Elles viennent toutes les deux de Bulgarie, l’une ne se sépare pas de son Petit Larousse du savoir-vivre pour décrypter les bien étranges us et coutumes en France, cette « planète inconnue », et la deuxième y est contrainte à la prostitution.

La franco-bulgare Elitza Gueorguieva, née à Sofia en 1982, revient au roman avec Odyssée des filles de l’est, relatant les parcours parallèlles à la fois drolatiques et tragiques de deux « filles de l’Est », après sonremarqué et très réussi Les cosmonautes ne font que passer (2016) sur la fin du régime communiste en Bulgarie vue par une petite fille.

Mais on ne se trompe pas sur le caractère fictionnel du livre et la première héroïne n’est autre que l’auteure elle-même qui se souvient de sa découverte de la France, à Lyon, dans les milieux marginaux, se débattant avec les subtilités de la langue ou les tracasseries de l’administration et « la Dame de la préfecture ». Elle s’adresse à son personnage, qui n’est autre qu’elle-même, pour prendre de la distance avec lui et évoquer l’étonnement qui fut le sien au début de son exil. « Elle est extrêmement naïve, elle croit tout ce qu’on lui dit », confiait-elle récemment sur France Inter.

« La grande excursion »

Quant à Dora, qui fut « le point de départ » du roman, explique encore Elitza Gueorguieva, son parcours est bien plus sombre. Contrainte à la prostitution dans la capitale des Gaules, cette Turque de Bulgarie raconte devant une travailleuse sociale comment elle fut victime de la « bulgarisation » forcée de sa communauté par le pouvoir finissant de Todor Jivkov, qui voulait sauver ainsi sa peau à la fin des années 1980. Le récit nous vaut quelques pages fortes qui rafraîchiront sans doute la mémoire de beaucoup de lecteurs ayant oublié ce qui s’est passé alors dans le pays. 850.000 Turcs de Bulgarie ont été instamment invités à changer leurs noms, faute de quoi ils devaient quitter le pays pour la Turquie, ce qu’on appelait, ironie grinçante, « la grande excursion ». Il était devenu également interdit, « du jour au lendemain », de parler turc. Toute une communauté broyée par l’arbitraire et à laquelle on niait son identité même.

Mais Dora conserve son humour noir lors de ses tribulations. Elle a laissé ses deux enfants en
Bulgarie, et tente de maintenir sa truculence et sa gaieté quelque peu désespérée.

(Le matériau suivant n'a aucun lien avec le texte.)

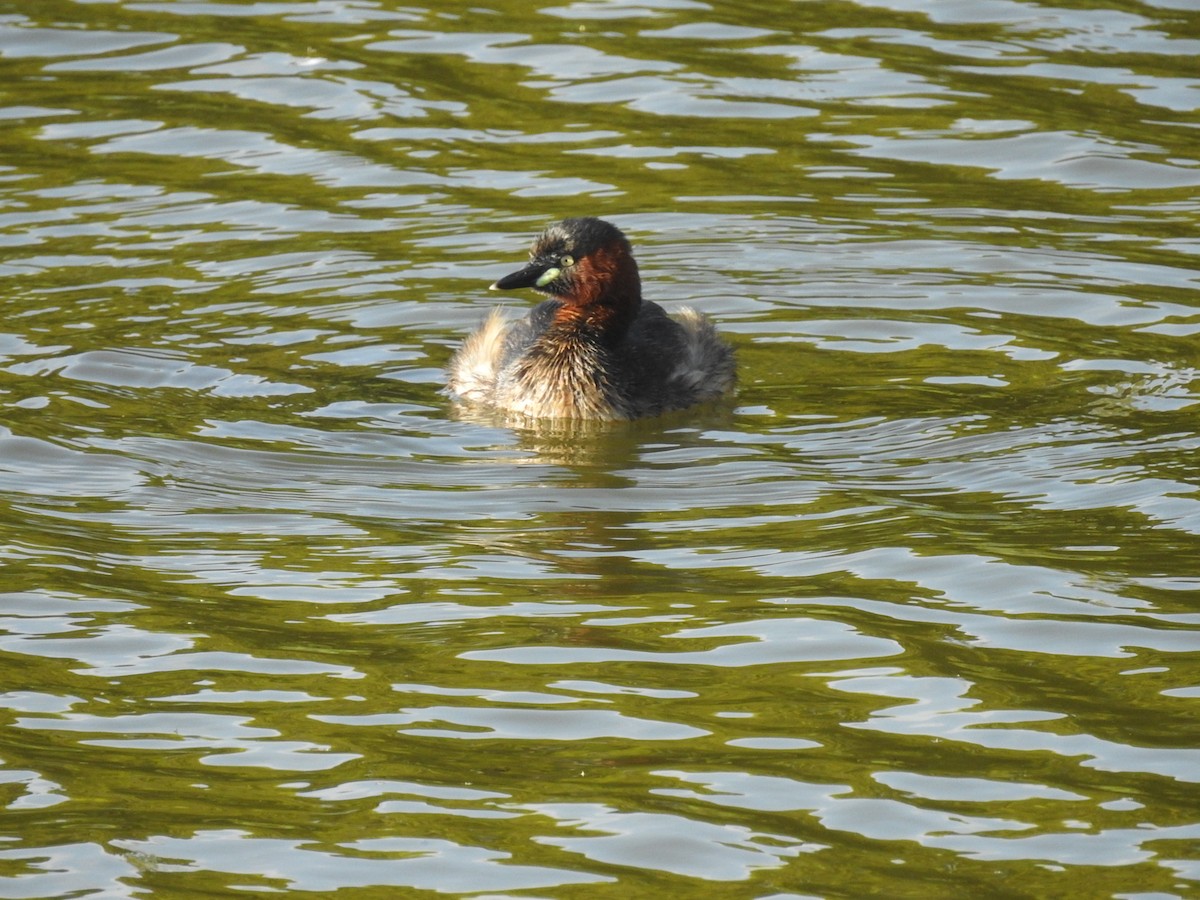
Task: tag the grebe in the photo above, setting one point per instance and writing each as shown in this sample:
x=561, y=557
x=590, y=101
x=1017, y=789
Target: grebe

Il y a aussi des éclairages saisissants sur les « saisonnières », ces prostituées temporaires bravant tous les dangers dans des terrains vagues à proximité de Lyon, à la merci du moindre désaxé et que la police a du mal à localiser même en cas d’urgence. Elitza Gueorguieva, qui a réalisé également deux films documentaires, a enquêté en profondeur sur le sujet.

Cette touche sombre ne doit pas occulter la dimension cocasse du livre sur le sort et les errances quelque peu hallucinées de ces deux « filles de l’est ». Il s’agit là de l’une de ces « mythologies contemporaines » et clichés qui plaisent tant aux Français, dénonce au passage Elitza Gueorguieva.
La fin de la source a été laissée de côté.